Until the health issues that beset her final years Perrine continued to work regularly in film and television, playing opposite Robert Redford in Sydney Pollack’s The Electric Horseman (1979) and as the social-climbing wife of Jack Nicholson in Tony Richardson’s The Border (1982). There was also a role in the La Frenais/Clement comedy Water with Michael Caine — “the nicest human being I’ve ever worked with”. Yet she never again touched the heights of the films she made in the 1970s and claimed that her career was “ruined” by starring with the Village People in the disco-themed Can’t Stop the Music (1980), a notorious flop, so bad that it inspired the launch of the Worst Picture Golden Raspberry Awards, popularly known as The Razzies. 

 

Her private life was beset by tragedy. Her fiancé, Bill Haarman, a businessman and gun collector, was killed a month before their planned wedding in 1969 when the pistol he always carried tucked into his waistband fell and discharged in a freak accident. She then began a relationship with the celebrity hairdresser Jay Sebring, who was murdered by Charles Manson’s followers at the home of Sharon Tate. Perrine had been invited to the house that day but work prevented her from being there. 

Unabashedly open about her taste for recreational drugs, she claimed to have taken LSD 400 times and the parties she threw at her home in Sherman Oaks were celebrated for their wildness. When The Hollywood Reporter asked what was the secret of her success as a host, she replied “cocaine”.

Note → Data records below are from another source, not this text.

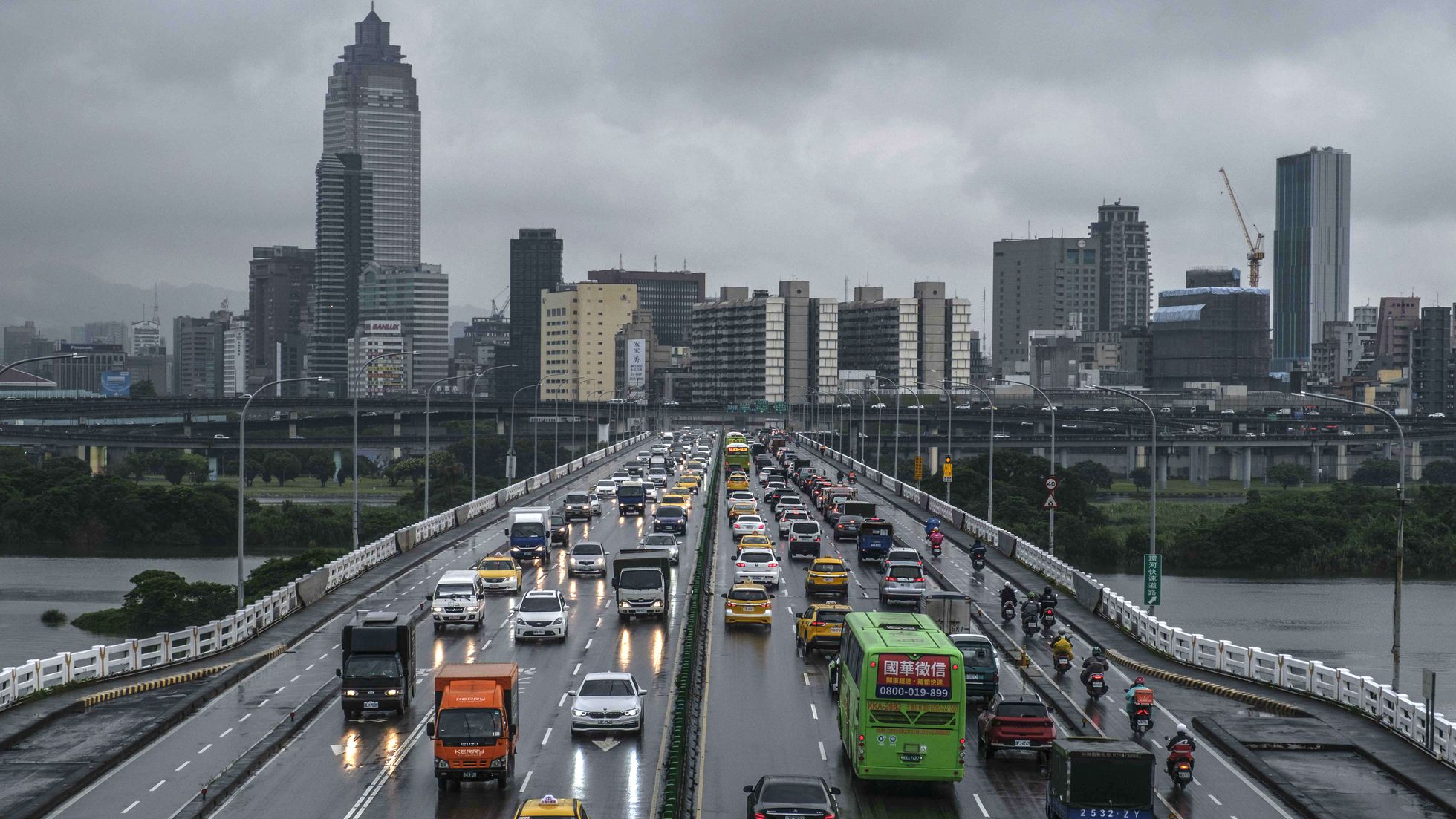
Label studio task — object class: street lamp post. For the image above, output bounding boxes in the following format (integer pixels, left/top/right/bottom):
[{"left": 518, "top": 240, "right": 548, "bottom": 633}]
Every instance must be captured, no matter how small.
[
  {"left": 986, "top": 375, "right": 1057, "bottom": 555},
  {"left": 349, "top": 350, "right": 419, "bottom": 549},
  {"left": 469, "top": 364, "right": 516, "bottom": 500},
  {"left": 1294, "top": 393, "right": 1405, "bottom": 691},
  {"left": 235, "top": 375, "right": 328, "bottom": 610},
  {"left": 1096, "top": 384, "right": 1157, "bottom": 614}
]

She never married or had children but there were flings with a number of leading men including Jeff Bridges, with whom she co-starred in The Last American Hero, Elliott Gould and allegedly Mick Jagger and Dodi Fayed.

During her long struggle with Parkinson’s disease she was cared for by Stacey Souther, who also directed a 2019 film about her. “I can’t walk. I can’t write. I can’t talk right,” Perrine said in the documentary and explained she had agreed to make it because she “didn’t want the world to think I’d faded away

Valerie Ritchie Perrine was born in 1943, in Galveston, Texas, the daughter of Renee (née McGinley), a dancer from Scotland, and Kenneth Perrine, a lieutenant colonel in the US Army.

Her childhood was spent wherever the army sent her father around the world — including Japan where he was stationed towards the end of the Second World War — before he retired to Arizona. There Perrine attended high school in Phoenix and briefly studied psychology at the University of Arizona in Tucson. 

At 19 she dropped out and headed for Las Vegas. “Mother cried, Daddy swore,” she told People magazine, but she regarded her eight-year stint as a showgirl as better training than drama school could ever have offered.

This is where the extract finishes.